Singapore’s monetary authority issues advisory to warn users of investing in the volatile crypto market
Lee Hsien Loong, the Prime Minister of Singapore, has been caught up in a cryptocurrency scam after a fake profile stealing the identity of the PM was set up on the social token platform BitClout to sell tokens using the information from his Twitter account.
The incident has prompted the Monetary Authority of Singapore to issue an advisory warning to crypto investors in the country, reinstating the dangers of engaging with such a volatile market.
“I have discovered that my Twitter profile (and others as well) has been used without my permission or knowledge on a blockchain platform that allows users to buy and speculate with its proprietary cryptocurrency”, the prime minister said in a statement about the incident.
He added that Singaporeans must “remain vigilant when dealing with cryptocurrency platforms”. BitClout reportedly used the Prime Minister’s name to sell tokens worth a near combined $10,000.

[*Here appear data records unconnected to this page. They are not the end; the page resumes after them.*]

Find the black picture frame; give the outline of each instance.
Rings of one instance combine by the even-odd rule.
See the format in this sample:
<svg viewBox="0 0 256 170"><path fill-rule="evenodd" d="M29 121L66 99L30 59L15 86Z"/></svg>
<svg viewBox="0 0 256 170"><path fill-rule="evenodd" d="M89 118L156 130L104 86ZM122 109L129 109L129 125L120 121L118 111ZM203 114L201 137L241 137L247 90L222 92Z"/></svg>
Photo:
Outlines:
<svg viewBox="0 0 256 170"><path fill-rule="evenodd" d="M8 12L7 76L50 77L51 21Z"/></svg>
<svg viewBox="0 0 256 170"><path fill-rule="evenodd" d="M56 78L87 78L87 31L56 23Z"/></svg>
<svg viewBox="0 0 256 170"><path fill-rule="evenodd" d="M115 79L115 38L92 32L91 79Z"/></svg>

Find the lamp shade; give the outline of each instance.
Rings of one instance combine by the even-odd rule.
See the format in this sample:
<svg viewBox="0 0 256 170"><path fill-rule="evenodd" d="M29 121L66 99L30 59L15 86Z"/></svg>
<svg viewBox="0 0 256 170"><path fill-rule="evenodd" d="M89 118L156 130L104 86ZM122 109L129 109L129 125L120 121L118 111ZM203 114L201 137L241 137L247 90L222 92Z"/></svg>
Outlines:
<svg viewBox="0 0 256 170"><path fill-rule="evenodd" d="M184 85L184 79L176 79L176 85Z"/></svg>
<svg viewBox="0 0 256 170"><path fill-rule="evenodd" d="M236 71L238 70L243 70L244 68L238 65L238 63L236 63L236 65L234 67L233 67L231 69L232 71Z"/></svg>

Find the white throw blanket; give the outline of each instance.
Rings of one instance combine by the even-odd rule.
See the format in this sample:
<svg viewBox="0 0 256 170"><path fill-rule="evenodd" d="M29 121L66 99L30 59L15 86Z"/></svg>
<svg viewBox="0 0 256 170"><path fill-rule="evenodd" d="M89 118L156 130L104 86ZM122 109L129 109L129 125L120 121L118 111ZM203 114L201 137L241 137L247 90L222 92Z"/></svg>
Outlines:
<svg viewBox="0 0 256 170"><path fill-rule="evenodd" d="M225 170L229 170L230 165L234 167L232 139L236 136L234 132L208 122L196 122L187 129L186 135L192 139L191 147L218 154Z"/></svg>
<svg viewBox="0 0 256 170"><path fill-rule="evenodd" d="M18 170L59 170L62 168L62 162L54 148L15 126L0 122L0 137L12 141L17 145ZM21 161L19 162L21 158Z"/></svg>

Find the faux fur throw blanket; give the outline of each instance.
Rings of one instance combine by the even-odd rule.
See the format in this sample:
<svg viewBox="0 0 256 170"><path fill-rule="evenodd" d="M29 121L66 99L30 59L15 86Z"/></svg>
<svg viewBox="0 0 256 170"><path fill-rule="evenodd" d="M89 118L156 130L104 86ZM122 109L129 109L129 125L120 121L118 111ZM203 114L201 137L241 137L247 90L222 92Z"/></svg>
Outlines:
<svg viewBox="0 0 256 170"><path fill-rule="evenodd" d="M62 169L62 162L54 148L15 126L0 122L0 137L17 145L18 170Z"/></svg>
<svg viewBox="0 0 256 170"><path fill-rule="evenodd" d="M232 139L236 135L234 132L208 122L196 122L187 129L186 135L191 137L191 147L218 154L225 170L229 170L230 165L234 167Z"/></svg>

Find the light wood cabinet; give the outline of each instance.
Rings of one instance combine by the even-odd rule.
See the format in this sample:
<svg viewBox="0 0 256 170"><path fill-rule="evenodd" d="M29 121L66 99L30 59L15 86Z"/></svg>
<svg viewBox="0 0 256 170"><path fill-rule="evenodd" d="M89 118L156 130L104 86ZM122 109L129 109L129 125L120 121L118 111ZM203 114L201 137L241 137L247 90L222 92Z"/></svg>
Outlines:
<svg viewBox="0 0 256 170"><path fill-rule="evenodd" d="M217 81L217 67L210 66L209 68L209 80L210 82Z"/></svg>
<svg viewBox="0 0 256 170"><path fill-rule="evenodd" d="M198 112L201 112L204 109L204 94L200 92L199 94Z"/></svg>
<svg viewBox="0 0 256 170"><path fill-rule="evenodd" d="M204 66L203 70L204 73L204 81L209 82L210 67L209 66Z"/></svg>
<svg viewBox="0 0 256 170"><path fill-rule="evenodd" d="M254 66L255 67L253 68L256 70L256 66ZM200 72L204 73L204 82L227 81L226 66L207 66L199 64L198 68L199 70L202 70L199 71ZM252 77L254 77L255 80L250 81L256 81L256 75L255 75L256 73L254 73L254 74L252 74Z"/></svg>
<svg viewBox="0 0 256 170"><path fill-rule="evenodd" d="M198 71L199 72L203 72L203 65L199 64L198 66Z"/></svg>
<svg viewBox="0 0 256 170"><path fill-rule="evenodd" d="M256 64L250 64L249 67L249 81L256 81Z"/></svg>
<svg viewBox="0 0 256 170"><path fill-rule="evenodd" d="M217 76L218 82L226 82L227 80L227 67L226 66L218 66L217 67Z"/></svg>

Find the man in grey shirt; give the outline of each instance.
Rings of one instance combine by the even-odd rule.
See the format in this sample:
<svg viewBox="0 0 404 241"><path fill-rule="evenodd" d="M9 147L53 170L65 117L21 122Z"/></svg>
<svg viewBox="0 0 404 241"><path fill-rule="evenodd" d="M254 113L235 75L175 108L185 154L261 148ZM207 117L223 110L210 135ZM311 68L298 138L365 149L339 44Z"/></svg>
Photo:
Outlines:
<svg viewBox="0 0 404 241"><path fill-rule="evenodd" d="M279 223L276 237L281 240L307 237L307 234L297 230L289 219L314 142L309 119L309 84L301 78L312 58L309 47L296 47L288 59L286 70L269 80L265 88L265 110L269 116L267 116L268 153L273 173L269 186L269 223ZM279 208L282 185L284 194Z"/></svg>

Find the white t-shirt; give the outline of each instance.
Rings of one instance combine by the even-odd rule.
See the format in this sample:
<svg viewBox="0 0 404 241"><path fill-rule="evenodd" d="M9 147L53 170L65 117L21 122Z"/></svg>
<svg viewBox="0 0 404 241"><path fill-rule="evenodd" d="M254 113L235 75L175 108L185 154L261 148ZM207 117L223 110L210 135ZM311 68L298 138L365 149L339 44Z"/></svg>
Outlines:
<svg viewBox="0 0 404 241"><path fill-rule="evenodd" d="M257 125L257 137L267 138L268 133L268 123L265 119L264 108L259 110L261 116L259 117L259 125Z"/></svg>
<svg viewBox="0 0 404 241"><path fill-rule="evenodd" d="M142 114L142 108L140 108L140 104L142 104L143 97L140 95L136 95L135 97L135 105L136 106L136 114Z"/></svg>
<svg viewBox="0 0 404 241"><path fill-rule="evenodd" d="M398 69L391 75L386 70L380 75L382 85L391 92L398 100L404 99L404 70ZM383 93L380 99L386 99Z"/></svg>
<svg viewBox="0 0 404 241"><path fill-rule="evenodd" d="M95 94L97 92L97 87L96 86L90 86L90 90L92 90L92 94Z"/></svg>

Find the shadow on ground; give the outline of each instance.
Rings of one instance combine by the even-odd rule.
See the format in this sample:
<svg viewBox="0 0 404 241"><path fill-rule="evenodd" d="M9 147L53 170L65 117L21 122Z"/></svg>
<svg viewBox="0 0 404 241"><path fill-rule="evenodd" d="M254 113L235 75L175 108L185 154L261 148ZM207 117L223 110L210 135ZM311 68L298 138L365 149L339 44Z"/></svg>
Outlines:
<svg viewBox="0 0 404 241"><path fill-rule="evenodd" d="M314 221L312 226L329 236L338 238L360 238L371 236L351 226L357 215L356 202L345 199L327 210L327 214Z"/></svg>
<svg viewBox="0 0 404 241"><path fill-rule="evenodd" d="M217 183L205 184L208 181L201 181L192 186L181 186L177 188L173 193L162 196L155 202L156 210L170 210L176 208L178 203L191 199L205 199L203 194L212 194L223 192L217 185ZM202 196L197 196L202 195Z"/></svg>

Forty-eight hours after the Prime Minister’s statement, the chairman of the Monetary Authority of Singapore, Tharman Shanmugaratnam warned the public of the inherent risk in speculating in the crypto space, asserting that retail investors should stay away from cryptocurrencies.
“Cryptocurrencies can be highly volatile, as their value is typically not related to any economic fundamentals. They are hence highly risky as investment products, and certainly not suitable for retail investors”, said Shanmugaratnam, as reported by BNN Bloomberg.
Bitcoin has grown by over 1000% in the past year, increasing in popularity both among institutional investors and the general public. This has prompted many governments and regulatory bodies to issue warnings similar to those by Loong and Shanmugaratnam.
Cryptocurrencies’ bulging market cap has essentially coerced regulators to stop categorising them as a “fringe asset” and instead focus on improving regulations in the digital asset space.
Shanmugaratnam explained Singapore will continue to closely monitor the developments in the crypto space and attempt to keep up the balance between technological progress and regulatory pace.
“The crypto-assets space is constantly evolving. MAS has been closely monitoring developments and will continue to adapt its rules as needed to ensure that regulation remains effective and commensurate with the risks posed”, said Shanmugaratnam.
He concluded by stating that it comes down to the investors who on their part must exercise due caution while trading cryptocurrencies and educate themselves of the risks involved.